Do you still believe? Not whether Weis should or should not be fired, but whether he has the ability to lead Notre Dame back to elite status? What, really, is there to believe in besides the precocious natural skills of underclassmen such as Golden Tate (two touchdown catches on Saturday)?

The routine is far too familiar by now: In the first half, or even the first three quarters, the Irish play loose. The breaks — fumbles, special teams plays — go their way. And if the offense should happen to stall, there’s always the go route up the left sideline to Tate, Notre Dame’s gridiron equivalent to Hank Paulson’s bailout package.

But, as the game extends and the plays that put an opponent away need to be made, Notre Dame lacks the trait. Call it heart. Call it character. Call it bad luck. But it is a plague that has troubled this team all season. And if there is one thing Notre Dame has consistently done the past six weeks, it is fail to make the crucial play that swings fate in their favor.

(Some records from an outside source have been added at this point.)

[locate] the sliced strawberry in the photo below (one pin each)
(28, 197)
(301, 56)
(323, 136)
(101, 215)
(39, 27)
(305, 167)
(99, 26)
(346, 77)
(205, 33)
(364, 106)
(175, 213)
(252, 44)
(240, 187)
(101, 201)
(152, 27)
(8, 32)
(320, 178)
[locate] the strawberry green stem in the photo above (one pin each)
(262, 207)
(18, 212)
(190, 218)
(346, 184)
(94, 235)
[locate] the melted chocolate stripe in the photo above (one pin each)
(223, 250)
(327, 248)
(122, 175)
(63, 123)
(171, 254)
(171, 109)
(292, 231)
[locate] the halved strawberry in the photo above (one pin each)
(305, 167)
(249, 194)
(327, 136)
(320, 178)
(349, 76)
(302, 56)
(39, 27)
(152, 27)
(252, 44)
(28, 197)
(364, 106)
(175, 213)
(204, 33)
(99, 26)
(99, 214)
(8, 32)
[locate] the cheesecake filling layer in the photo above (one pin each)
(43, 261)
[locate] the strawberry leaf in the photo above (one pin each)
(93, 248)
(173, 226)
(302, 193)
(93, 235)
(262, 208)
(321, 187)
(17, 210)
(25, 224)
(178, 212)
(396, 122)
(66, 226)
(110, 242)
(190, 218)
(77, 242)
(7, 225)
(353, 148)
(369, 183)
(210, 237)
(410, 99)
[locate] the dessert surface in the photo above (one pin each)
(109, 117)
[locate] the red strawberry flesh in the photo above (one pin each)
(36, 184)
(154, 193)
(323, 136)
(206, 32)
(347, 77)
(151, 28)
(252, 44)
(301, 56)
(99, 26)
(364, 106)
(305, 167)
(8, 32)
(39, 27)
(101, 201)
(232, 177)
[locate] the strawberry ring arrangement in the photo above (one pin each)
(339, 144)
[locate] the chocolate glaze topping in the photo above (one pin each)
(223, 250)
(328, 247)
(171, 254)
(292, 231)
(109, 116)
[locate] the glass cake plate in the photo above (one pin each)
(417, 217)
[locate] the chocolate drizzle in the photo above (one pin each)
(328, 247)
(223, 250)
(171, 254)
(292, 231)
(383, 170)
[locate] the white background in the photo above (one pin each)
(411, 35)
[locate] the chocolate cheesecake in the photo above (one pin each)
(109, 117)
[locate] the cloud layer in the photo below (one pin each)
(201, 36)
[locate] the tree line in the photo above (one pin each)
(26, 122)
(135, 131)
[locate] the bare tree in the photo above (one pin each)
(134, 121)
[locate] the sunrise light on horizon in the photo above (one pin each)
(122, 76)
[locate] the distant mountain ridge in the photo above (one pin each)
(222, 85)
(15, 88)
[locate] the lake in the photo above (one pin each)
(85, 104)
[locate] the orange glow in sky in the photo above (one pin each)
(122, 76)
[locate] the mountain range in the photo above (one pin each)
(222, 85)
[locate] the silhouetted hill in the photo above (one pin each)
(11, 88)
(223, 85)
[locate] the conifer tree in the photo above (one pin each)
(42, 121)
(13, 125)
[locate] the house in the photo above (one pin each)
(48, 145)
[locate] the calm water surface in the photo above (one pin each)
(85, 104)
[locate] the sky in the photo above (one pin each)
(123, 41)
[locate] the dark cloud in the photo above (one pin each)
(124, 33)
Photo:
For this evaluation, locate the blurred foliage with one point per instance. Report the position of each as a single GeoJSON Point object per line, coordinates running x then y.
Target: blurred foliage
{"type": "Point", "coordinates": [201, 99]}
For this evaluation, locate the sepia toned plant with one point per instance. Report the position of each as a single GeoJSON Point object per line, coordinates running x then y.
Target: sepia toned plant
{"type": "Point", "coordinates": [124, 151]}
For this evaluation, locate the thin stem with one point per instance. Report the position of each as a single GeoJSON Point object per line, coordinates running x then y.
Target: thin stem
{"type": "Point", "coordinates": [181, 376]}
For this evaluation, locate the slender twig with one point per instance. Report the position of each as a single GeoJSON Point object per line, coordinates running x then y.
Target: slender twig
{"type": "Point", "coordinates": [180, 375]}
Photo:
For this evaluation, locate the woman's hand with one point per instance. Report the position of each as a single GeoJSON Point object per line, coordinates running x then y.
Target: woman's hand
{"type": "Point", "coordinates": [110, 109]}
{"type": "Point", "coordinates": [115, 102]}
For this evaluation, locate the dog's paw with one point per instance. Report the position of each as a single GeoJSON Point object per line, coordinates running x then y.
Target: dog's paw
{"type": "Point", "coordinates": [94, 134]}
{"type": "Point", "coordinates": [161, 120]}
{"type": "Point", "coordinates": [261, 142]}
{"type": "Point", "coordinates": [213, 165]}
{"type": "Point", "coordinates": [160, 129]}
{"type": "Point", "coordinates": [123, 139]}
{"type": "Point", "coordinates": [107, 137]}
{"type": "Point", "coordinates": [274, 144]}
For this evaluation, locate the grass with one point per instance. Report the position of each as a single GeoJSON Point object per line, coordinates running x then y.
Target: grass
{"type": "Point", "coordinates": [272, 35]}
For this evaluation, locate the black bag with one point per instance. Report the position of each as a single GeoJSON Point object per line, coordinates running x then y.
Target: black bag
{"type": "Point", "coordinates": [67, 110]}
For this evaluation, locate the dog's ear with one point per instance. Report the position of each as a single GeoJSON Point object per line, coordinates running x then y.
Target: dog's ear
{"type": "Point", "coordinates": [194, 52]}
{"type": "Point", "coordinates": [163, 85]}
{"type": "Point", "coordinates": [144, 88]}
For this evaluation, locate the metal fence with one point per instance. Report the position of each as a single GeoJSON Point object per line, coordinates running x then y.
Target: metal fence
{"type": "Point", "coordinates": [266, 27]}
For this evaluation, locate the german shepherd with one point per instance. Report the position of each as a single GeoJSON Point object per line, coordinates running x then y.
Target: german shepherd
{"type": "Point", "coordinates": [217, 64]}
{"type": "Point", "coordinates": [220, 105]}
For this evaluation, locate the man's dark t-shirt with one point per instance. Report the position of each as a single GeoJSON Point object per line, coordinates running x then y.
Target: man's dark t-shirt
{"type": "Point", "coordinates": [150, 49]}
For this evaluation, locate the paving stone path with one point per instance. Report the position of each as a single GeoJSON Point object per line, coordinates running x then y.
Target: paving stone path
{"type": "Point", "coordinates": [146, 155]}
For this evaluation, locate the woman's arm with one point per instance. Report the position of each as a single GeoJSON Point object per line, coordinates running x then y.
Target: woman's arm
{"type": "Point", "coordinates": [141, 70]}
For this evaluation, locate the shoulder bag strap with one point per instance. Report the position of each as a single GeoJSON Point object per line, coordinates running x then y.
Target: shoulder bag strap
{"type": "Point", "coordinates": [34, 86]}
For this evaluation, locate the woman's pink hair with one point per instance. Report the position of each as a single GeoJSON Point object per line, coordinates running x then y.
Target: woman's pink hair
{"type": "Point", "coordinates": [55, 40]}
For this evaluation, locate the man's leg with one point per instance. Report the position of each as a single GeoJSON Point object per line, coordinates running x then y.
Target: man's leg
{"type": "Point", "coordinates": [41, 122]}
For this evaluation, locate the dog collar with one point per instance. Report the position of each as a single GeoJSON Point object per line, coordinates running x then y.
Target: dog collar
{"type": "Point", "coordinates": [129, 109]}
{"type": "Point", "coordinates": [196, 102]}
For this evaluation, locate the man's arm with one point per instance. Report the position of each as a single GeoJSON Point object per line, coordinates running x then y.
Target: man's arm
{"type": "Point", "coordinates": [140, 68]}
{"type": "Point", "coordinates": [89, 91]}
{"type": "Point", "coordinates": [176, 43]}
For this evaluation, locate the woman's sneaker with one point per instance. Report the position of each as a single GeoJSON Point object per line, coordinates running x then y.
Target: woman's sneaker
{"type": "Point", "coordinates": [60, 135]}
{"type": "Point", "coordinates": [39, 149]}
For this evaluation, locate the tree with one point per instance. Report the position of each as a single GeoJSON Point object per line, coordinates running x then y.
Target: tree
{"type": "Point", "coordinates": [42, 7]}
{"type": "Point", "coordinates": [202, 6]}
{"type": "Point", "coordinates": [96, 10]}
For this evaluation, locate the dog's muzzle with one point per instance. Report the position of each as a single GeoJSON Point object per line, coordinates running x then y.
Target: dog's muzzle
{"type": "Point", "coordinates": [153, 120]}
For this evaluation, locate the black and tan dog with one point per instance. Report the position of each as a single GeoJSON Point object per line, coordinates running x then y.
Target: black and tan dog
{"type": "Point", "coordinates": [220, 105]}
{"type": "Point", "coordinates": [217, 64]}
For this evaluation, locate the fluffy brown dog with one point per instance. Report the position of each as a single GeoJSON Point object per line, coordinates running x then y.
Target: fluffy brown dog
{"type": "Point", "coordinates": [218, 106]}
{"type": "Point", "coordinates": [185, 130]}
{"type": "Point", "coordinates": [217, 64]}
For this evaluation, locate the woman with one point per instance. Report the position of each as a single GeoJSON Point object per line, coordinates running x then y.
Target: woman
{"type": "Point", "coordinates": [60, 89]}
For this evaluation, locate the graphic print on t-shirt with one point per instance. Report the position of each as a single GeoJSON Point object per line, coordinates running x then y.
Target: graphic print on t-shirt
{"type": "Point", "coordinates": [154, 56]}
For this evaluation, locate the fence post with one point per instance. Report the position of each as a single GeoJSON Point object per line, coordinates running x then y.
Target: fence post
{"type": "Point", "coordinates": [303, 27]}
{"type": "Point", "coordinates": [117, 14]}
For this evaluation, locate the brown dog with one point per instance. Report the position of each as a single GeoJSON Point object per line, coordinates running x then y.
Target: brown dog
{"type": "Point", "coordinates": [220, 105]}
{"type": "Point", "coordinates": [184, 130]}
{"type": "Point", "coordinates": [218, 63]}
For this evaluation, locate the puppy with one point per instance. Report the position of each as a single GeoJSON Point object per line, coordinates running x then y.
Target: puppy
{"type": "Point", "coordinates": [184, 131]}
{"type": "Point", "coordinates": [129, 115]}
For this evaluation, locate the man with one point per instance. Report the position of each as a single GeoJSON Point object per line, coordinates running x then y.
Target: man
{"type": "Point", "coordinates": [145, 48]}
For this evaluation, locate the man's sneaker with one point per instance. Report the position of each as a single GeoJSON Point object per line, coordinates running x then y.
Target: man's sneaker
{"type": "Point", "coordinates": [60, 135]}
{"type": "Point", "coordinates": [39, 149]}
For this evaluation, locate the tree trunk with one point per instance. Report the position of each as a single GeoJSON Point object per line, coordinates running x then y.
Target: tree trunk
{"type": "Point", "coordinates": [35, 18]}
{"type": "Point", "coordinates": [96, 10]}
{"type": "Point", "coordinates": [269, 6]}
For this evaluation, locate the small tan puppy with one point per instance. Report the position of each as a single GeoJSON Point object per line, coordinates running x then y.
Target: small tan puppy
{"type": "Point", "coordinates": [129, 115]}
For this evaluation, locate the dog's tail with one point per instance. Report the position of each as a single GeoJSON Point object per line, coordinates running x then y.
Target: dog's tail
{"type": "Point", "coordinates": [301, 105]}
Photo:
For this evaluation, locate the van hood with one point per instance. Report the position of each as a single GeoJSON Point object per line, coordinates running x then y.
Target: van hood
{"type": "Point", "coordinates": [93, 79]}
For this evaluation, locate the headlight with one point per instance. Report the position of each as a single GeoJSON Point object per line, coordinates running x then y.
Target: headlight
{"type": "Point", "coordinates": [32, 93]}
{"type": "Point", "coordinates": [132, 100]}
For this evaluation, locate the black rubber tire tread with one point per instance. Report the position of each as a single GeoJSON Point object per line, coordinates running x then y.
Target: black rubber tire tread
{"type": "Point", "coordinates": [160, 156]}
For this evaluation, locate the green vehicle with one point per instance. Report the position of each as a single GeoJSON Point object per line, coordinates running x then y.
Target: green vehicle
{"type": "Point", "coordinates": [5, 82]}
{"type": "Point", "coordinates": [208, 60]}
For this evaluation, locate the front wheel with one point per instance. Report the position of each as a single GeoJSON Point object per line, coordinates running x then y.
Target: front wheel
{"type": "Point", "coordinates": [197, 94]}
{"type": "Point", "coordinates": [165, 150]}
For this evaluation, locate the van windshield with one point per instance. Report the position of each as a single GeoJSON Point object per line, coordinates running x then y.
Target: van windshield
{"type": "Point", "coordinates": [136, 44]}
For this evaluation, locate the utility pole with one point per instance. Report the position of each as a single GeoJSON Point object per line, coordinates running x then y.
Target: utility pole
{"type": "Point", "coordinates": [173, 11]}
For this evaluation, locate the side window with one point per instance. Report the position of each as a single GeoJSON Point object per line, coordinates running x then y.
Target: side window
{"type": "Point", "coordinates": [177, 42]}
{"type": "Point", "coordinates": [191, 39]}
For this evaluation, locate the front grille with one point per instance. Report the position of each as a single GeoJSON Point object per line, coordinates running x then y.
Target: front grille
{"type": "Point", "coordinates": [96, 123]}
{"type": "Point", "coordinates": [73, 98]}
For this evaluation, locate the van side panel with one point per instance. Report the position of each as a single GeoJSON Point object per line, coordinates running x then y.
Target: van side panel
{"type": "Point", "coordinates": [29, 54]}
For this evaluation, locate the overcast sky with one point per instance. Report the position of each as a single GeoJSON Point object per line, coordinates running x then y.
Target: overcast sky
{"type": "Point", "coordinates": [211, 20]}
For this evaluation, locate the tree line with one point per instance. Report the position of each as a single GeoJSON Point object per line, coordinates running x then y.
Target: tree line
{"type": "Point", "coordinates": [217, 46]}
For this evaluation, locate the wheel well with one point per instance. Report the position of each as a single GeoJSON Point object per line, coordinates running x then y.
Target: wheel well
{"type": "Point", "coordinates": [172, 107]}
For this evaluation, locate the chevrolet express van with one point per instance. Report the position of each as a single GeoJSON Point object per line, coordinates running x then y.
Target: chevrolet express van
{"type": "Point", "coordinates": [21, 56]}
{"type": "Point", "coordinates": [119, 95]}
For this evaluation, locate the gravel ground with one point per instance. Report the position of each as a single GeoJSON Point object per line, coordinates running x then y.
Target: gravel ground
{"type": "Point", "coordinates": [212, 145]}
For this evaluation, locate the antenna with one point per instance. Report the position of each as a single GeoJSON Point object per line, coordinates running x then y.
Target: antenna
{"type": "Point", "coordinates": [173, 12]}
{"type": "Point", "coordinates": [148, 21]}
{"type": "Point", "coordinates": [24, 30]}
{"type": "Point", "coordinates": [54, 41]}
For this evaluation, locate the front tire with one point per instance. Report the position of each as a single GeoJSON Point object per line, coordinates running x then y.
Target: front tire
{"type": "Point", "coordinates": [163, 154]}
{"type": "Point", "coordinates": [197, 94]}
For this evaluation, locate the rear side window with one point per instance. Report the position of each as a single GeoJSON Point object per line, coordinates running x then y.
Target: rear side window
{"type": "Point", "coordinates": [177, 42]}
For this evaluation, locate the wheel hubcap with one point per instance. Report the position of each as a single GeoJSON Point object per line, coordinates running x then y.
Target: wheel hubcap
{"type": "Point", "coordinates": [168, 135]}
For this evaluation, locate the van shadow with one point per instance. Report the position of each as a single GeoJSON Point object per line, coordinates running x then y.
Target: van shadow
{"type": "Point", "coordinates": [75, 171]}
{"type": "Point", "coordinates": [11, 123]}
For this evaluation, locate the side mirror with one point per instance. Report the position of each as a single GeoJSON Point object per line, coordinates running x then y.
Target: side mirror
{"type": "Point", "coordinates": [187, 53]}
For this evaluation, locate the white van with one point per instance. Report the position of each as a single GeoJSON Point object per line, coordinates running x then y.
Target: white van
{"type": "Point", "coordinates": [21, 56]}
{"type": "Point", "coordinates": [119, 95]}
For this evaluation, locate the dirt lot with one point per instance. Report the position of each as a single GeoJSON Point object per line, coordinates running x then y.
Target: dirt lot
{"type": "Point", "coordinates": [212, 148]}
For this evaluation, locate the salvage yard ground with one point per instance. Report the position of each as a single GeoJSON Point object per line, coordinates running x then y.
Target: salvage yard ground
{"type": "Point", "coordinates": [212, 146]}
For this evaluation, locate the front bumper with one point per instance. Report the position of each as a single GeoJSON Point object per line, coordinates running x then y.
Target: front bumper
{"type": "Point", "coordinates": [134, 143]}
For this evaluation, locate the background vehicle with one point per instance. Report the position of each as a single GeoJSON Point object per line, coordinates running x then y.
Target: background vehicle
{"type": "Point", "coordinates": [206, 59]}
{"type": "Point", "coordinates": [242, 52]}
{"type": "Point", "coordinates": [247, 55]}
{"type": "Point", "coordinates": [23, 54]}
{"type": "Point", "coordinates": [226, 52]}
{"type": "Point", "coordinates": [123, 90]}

This team should be no worse than 8-3 right now, perhaps even 9-2. Instead, they are by definition — or will be in seven days — a .500 team. Bowl eligible? Let’s hope not.

If the Irish were merely hapless, say, the way the teams paired in today’s Apple Cup are, meltdowns on frigid afternoons such as this one might be explicable. Forgivable.

More from John Walters

Notre Dame, however, is not without talent. Nor do the Irish want for facilities, or a devoted fan base, or for national attention. The Irish, for extended periods of time, even exhibit enough prowess on the turf (I refer you to those double-digit leads: 11 points in the second quarter at North Carolina; 14 points in the third quarter against Pittsburgh; and 13 points in the fourth quarter on Saturday against Syracuse) to convince observers that they have great potential.

The Irish, it appears, have everything but the feel of a winner.